FYI from BATR





4/25/2007

Russian miner eyes Azerbaijan gold assets: John Helmer for Mineweb

A tussle of superpower dimension may be looming as a major Russian mining figure, Sergei Vybornov, newly appointed chief executive of Alrosa, prepares a joint gold mining investment project with officials of the Azerbaijan Government. This follows an Azeri press report of a meeting in Baku, the Azeri capital, called by local officials with representatives of Alrosa, Russia's state owned diamond mining company which has been diversifying into gold, oil, and other minerals.

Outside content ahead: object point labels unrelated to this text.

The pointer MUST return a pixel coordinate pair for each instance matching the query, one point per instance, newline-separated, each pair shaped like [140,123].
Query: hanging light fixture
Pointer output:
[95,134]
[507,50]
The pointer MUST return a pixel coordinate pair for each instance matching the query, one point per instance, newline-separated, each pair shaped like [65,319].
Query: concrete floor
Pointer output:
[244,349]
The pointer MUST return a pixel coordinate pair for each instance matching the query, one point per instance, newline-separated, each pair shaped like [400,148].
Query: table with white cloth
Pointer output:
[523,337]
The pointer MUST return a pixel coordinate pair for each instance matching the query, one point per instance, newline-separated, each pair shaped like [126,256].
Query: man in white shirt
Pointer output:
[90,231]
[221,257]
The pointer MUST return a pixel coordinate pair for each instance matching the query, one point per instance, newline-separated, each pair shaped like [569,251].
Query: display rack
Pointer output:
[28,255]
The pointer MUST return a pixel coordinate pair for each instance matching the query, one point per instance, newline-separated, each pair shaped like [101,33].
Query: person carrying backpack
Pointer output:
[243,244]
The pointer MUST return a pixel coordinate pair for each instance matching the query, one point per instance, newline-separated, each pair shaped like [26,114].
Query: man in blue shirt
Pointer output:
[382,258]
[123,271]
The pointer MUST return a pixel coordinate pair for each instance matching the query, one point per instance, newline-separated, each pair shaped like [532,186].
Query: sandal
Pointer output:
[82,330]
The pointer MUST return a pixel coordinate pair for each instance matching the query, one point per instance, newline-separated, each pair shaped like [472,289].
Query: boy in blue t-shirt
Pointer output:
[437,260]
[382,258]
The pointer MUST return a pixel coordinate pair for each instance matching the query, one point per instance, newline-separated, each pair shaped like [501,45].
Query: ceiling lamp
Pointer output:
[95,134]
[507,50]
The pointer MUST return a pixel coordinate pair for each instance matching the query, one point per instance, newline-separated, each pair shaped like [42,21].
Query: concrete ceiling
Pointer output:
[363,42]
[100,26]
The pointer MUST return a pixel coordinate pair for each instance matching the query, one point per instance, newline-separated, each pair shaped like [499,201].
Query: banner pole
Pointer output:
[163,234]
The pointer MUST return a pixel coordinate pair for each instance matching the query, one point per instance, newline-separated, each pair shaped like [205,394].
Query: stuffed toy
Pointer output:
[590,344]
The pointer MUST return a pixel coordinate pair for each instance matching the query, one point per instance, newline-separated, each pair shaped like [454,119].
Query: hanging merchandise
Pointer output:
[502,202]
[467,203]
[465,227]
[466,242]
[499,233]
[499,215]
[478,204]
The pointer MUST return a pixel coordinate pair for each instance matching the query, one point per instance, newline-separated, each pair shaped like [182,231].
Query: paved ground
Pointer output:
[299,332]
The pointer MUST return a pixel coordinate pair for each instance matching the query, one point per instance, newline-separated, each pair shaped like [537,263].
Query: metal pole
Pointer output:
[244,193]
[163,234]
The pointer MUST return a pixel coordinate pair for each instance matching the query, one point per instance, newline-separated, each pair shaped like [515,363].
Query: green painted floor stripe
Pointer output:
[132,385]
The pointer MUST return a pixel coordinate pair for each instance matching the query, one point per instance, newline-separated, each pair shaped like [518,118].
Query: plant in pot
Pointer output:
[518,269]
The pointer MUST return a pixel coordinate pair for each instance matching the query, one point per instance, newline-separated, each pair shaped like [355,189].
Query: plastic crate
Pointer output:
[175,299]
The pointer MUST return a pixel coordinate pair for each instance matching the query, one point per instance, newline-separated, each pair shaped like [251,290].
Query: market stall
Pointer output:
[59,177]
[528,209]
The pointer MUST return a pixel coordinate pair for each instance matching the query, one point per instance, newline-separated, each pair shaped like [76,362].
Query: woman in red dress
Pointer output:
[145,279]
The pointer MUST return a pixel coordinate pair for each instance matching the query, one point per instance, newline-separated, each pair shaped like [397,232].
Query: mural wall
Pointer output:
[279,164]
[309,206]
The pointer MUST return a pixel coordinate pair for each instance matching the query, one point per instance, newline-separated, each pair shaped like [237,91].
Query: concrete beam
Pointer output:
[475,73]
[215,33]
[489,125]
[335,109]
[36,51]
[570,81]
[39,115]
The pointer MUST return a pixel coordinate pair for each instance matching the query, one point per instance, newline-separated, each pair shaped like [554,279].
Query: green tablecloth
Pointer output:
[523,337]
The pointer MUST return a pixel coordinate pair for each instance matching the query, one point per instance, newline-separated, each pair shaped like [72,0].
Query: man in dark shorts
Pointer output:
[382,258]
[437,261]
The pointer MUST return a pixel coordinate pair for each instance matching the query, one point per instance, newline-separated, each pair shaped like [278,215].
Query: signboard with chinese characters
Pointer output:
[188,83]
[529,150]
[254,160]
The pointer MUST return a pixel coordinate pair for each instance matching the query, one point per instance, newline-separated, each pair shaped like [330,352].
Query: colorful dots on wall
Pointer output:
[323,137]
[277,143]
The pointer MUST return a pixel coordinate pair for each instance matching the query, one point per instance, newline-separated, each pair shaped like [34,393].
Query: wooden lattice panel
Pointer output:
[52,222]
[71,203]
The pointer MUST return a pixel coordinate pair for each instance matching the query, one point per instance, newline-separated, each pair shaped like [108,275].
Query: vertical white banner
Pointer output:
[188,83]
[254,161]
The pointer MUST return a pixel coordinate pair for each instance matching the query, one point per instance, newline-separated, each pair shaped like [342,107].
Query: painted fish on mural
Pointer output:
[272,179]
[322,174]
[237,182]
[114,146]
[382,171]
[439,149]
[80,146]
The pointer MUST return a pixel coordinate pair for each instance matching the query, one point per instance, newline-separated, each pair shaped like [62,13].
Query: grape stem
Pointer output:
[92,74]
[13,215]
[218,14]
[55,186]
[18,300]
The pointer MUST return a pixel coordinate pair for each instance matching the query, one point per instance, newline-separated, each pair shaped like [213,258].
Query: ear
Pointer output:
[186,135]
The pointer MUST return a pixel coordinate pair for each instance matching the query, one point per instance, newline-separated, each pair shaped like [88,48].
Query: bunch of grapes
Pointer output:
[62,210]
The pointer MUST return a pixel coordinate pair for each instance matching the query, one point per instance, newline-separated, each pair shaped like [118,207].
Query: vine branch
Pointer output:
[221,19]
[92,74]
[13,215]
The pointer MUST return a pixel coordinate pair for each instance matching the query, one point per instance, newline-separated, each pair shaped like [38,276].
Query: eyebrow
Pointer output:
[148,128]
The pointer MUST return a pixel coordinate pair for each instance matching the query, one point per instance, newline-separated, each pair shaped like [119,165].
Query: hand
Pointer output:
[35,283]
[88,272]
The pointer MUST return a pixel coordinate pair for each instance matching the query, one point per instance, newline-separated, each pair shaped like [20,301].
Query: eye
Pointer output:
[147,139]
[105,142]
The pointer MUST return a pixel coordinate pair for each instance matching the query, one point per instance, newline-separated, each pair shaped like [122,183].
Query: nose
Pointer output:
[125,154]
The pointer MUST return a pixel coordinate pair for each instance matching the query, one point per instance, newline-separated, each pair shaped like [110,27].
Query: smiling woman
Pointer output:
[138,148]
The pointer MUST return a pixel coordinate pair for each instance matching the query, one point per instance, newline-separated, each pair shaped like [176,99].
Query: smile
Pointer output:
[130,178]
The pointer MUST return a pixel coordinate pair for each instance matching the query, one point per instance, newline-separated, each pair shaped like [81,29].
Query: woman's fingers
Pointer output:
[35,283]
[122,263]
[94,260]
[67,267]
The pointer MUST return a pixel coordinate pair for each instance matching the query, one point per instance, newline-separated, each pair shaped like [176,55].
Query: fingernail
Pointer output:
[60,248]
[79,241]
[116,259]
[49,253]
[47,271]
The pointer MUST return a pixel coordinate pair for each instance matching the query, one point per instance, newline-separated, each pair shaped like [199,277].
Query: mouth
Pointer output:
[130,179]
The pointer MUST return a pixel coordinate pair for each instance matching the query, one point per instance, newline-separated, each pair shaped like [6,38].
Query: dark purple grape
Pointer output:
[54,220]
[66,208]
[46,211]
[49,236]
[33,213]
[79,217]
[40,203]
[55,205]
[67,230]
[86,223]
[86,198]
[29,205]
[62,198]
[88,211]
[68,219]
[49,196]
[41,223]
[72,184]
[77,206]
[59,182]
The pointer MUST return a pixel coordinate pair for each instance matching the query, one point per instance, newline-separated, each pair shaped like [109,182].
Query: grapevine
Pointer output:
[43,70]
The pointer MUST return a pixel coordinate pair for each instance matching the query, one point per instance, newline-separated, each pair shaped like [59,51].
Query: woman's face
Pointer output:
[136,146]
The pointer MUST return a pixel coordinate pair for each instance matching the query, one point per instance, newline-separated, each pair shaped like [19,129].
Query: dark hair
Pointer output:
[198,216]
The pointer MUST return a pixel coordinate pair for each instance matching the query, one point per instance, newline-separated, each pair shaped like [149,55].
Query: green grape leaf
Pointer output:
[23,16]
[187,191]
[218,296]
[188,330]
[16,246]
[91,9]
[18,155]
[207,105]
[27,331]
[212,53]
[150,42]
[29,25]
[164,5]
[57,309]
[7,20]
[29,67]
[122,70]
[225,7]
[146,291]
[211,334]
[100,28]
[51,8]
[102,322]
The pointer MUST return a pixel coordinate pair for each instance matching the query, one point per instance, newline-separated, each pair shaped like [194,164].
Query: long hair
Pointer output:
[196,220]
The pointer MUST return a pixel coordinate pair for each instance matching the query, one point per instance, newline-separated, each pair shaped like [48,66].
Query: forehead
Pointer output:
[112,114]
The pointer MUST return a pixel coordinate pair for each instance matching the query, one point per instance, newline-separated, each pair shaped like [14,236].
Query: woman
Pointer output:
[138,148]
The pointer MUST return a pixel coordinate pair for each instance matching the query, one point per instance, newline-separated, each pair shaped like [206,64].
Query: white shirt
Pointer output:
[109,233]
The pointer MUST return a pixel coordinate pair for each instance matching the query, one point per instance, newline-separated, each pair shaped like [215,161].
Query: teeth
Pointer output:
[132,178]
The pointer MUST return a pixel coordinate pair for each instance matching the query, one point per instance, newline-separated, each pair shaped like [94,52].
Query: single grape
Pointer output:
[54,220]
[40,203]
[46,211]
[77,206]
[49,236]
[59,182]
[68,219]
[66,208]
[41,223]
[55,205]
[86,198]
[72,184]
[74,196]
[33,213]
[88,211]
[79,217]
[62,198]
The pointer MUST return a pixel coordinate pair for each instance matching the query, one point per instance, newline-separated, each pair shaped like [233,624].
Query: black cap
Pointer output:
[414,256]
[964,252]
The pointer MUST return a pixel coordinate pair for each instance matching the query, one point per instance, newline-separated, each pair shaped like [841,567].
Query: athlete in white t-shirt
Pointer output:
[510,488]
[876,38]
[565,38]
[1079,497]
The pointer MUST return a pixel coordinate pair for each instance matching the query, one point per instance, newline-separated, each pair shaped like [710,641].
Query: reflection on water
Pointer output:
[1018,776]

The report from Baku remains unconfirmed. It is also unclear whether Vybornov, who has publicly announced his ambition to pursue gold mining acquisitions in the Caucasus, is the initiator of a gambit into Azerbaijan; whether the Azeris are attempting to embroil Alrosa in their conflict with Armenia; or whether the Russians are applying an indirect form of pressure on the Armenians. The gold assets lie squarely in the middle of this Caucasian chalk circle.

The deposits identified in a news report from Baku are (in current Azeri spelling) Gedabek, Gosha, and Ordubad, which are located in western Azerbaijan; and Soutely, Gyzilburakh, and Vejnali, located in Nagorno-Karabakh, a territory claimed by both Armenia and Azerbaijan, and controlled for more than a decade by the Armenian army. A map, published in the annual report for 2006 of Anglo Asian Mining Plc, refers to this area as "occupied territories". And there's the double rub.

First of all, there is no foreseeable prospect of Azerbaijan negotiating a peaceful change of Armenian rule of Nagorno-Karabakh; and no chance whatever of a military option. Although Australian and other gold mining companies have long sought concessions for gold believed to lie in territories stretching eastward and northward from Turkey into the Caucasus, and although Soviet geologists were convinced the area holds significant gold deposits, no geologist, no outsider, is safe between the two warring armies. And that includes Russians.